Here are 11 potential geoengineering methods that have been proposed so far.
SEE ALSO: How a last-ditch ‘planet-hacking’ plan could keep Earth habitable for longer
There are two main types of geoengineering. The first is carbon capture, which entails removing carbon dioxide from the atmosphere.
Carbon capture and storage (CSS) is becoming widely accepted as a safe and potentially effective climate-change-fighting tool. Many people see it as a way to simply undo the changes that human activity is already causing.
Power plants in the US and Canada have already started utilizing CSS to lower their emissions. In the fall of 2014, the Boundary Dam Power Station near Estevan, Saskatchewan became one of the first power stations in the world to successfully use the technology.
According to the Center for Climate and Energy Solutions, 21 commercial-scale carbon capture projects are operating around the world, and 22 more were in developmentas of 2017.
In some cases, CSS technology can also prevent carbon emissions from entering the atmosphere at all.
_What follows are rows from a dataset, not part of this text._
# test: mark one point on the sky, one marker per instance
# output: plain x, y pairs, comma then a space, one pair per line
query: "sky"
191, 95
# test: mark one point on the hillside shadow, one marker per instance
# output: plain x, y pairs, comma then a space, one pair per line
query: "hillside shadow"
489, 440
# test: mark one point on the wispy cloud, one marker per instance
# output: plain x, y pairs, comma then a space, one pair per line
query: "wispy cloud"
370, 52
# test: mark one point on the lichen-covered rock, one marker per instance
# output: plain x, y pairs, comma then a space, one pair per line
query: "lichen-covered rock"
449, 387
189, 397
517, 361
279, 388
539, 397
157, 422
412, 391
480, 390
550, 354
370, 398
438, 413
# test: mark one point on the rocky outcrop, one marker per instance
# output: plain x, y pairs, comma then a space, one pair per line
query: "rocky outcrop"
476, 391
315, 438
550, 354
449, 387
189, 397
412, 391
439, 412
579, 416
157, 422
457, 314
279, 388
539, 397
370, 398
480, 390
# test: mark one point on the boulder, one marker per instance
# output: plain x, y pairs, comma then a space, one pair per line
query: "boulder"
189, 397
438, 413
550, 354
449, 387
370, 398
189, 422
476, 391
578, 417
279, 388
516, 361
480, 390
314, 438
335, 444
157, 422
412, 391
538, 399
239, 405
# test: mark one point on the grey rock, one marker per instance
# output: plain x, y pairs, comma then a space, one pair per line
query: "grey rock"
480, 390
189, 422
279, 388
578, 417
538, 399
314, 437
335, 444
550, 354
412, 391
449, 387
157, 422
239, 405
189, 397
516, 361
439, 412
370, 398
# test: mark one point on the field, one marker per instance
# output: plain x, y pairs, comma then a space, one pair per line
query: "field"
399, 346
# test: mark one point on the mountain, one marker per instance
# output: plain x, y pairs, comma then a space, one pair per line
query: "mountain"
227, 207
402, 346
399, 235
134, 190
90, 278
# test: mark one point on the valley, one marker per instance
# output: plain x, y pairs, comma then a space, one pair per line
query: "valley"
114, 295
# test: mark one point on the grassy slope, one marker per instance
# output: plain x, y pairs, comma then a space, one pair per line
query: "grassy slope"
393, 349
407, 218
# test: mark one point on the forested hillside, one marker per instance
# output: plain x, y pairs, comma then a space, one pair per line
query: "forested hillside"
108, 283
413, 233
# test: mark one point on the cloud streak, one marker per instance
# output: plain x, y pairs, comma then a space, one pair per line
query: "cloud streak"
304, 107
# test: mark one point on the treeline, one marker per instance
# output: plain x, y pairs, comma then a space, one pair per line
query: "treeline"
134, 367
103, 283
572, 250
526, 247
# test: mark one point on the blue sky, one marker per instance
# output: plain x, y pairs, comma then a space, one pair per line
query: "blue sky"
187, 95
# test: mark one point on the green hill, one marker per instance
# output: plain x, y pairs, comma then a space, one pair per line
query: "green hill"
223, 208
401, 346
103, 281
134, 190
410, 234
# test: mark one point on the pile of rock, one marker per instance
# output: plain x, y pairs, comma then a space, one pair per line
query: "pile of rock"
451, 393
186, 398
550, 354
Instead, carbon dioxide that's created when coal burns or electricity is generated can be captured in a plant, then transported and stored somewhere else.
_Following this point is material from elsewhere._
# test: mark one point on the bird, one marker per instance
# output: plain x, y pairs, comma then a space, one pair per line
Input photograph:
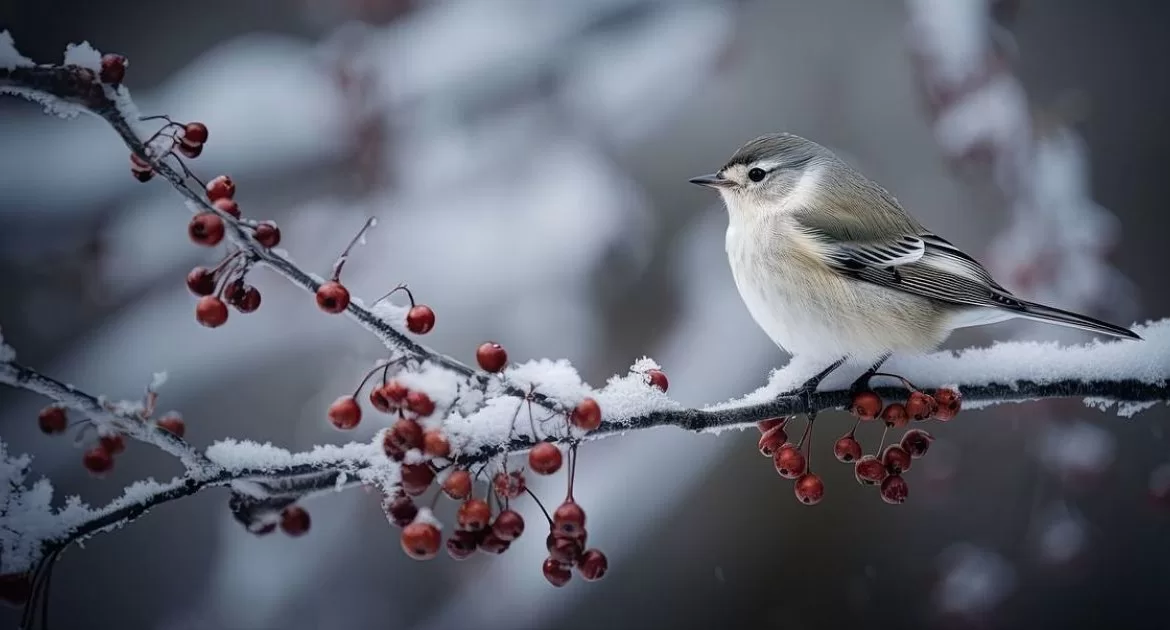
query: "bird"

Some companies are already developing promising carbon-capture technologies.
Norway's state-owned carbon-capture technology coordinator, GassNova is facilitating financial support for the development, demonstration, and pilot studies of CCS technologies in the country.
A New York-based start-up, Global Thermostat, uses carbon sponges to absorb carbon dioxide directly from the atmosphere, smokestacks, or both.
The company is building its first commercial-scale direct-air carbon-capture plant in Huntsville, Alabama. Global Thermostat cofounder Graciela Chichilnisky told Grist that once the plant is up and running, it will suck "up to a million tons of CO2 per year or more — all removed from air,"
Carbon Engineering, a British Columbia-based company owned in part by Bill Gates, is also striving to open commercial plants to pull carbon dioxide directly out of the the air.
One of the biggest issues with these carbon-capture technologies, however, is figuring out where to put the carbon dioxide after it's captured.
According to the Carbon Capture and Storage Association, storage sinks for captured carbon are typically deep underground in depleted oil and gas fields.
A Saskatchewan-based carbon storage effort, the Weyburn-Midale CO2 Monitoring and Storage project, has successfully moved and injected stored carbon into two depleted oil fields.
In 2008, a facility on an island in the Barents Sea stored nearly 4 tons of carbon in an offshore subsurface reservoir.